Perimortem caesarean section is performed under a stressful, unfamiliar situation – with a collapsed mother, without any analgesia, with ongoing cardiac compressions and usually in an unfamiliar environment (e.g. Accident & Emergency [A&E] department or a labour room) without recourse to appropriate equipment and support.
The most senior obstetrician in the team should demonstrate leadership and undertake this procedure in conjunction with the anaesthetist and the cardiac arrest team. The primary intention is to save the life of the mother and it should be anticipated that the fetus may be neurologically compromised due to prolonged circulatory collapse. Hence, the neonatal team should be informed.
The timing of the caesarean section is the key factor that determines the success of the neonatal outcome and evidence so far suggests that if the baby survives the early neonatal period, the chances of abnormal long-term sequelae are low .

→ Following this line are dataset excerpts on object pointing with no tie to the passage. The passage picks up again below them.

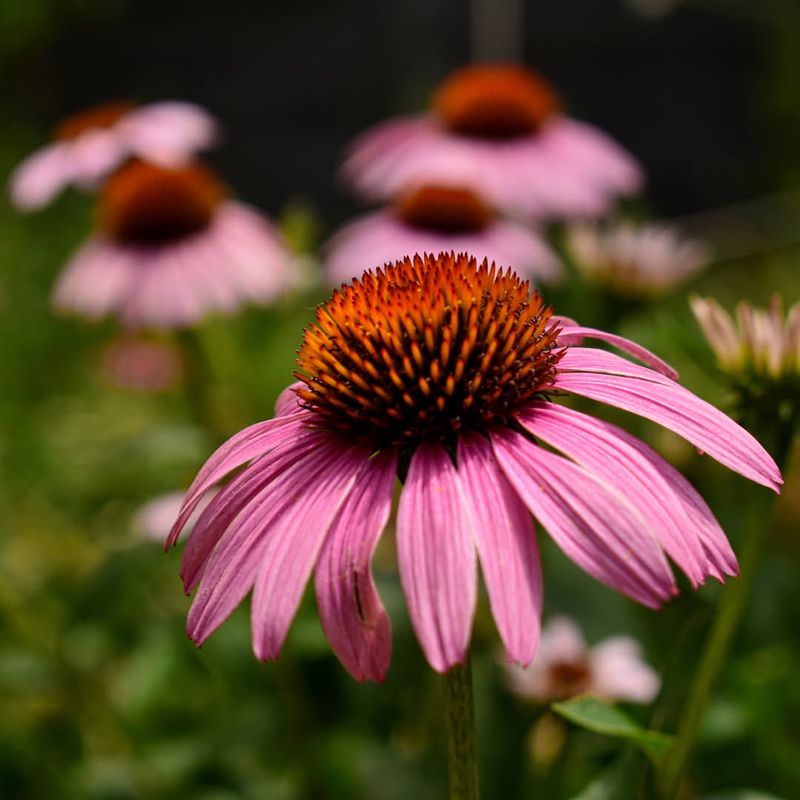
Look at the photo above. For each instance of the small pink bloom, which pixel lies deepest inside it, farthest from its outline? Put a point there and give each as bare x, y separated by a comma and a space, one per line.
565, 666
144, 365
432, 219
90, 145
499, 131
448, 374
171, 249
157, 516
636, 261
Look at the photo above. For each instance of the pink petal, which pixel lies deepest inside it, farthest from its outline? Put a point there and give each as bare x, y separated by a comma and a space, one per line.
505, 538
40, 177
292, 545
645, 479
287, 402
675, 408
228, 503
574, 335
246, 445
436, 556
588, 519
351, 612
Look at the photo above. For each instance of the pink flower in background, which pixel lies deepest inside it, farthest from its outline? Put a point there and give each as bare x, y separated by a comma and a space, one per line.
500, 131
761, 342
432, 219
565, 666
143, 365
90, 145
446, 373
635, 260
171, 249
157, 516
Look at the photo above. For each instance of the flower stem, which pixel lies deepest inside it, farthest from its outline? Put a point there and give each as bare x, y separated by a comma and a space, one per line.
718, 644
460, 714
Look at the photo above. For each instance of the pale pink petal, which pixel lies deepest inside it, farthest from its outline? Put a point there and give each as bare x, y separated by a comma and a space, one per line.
96, 280
561, 642
591, 359
351, 612
589, 520
40, 177
645, 479
505, 538
246, 445
574, 335
436, 556
381, 237
620, 673
292, 545
675, 408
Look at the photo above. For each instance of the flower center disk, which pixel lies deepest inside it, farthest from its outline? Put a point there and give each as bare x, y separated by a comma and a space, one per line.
98, 117
144, 204
495, 101
425, 348
443, 209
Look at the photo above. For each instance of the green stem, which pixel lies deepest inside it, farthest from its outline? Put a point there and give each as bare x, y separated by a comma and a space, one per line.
718, 644
460, 714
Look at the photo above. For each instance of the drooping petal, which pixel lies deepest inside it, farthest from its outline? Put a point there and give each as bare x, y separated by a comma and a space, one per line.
593, 524
228, 503
645, 479
590, 359
238, 557
246, 445
574, 335
292, 546
351, 612
676, 408
436, 556
505, 538
287, 400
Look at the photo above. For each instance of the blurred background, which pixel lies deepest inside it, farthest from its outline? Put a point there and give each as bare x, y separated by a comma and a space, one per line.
103, 696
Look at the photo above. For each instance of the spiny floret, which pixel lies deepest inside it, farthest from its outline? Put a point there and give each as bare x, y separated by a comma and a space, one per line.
425, 348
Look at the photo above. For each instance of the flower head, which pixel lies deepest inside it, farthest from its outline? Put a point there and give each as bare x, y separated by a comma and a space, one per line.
445, 372
498, 130
434, 218
171, 247
142, 364
635, 261
89, 145
565, 666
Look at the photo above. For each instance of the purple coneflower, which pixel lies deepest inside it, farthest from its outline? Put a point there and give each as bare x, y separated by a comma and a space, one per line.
445, 372
432, 219
91, 144
565, 666
635, 261
172, 248
500, 131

Obtaining an informed consent for the procedure is not necessary, as the clinician is acting in the best interest of the woman to save her life, unless she has signed an advanced directive. The decision to do perimortem caesarean section should be taken by a senior member of medical staff and the team should preferably involve the next of kin, if possible. However, the circumstances can vary widely and the common law doctrine of necessity may become applicable and the doctor is required to do whatever is necessary to preserve life.
The outcome of a resuscitation attempt in cardiac arrest depends on the underlying cause of the arrest and the effectiveness of initial resuscitation . The same causes of cardiac arrest in non-pregnant women can occur during pregnancy.
○ Venous thromboembolism
○ Amniotic fluid embolism.
○ Massive obstetric haemorrhage.
○ Maternal ischaemic or congenital heart disease or cardiomyopathy
○ Vasovagal attack (e.g. uterine rupture)
○ Poisoning (e.g. organophosphates or yellow oleander)
○ Iatrogenic causes such as magnesium sulphate toxicity and anaesthetic complications (e.g. total spinal).
Key Actions: Performing a Rapid Perimortem Caesarean Section
‘The 4-minute rule’ is the recommended approach . The patient should be resuscitated in the left lateral position and any treatable cause such as magnesium sulphate toxicity or poisoning should be addressed at the same time.
The caesarean section should be carried out after 4 minutes of arrest and should be completed in 1 minute. This is because if CPR does not restore circulation within 4 minutes, further intervention becomes necessary at this stage to prevent maternal neurological damage resulting from inadequate cerebral perfusion.
There are no specific technical recommendations that exist to deliver the baby in a speedy manner via perimortem caesarean section. The ‘midline approach’ is often advocated because of the likelihood of a quick extraction. However, it is recognised that the current generation of obstetricians are competent in delivering via supra-pubic transverse incisions equally rapidly in extreme emergencies .
The most senior obstetrician should carry out the procedure, though this may not always be feasible, especially outside the labour ward setting.
A caesarean section can be performed with a scalpel and strict aseptic precautions may/may not be adhered to in these circumstances. However, care should be taken to avoid bowel or bladder injury and resuscitation efforts should not be interrupted during the delivery .
Full surgical scrub is not required and only basic personal protective equipment (PPE) should be worn. Wearing full gowns or masks can cause delays and full sterility is not needed.
The abdomen should be cleansed where possible, but this should not delay starting the procedure.
Minimal equipment is required to perform a perimortem caesarean section : a scalpel and two ligatures or clamps for the umbilical cord. This equipment should be available in hospital departments where obstetric patients are commonly If maternal recovery seems a likely possibility, careful closure of the incision is required, as the patient may start bleeding once the circulation is restored.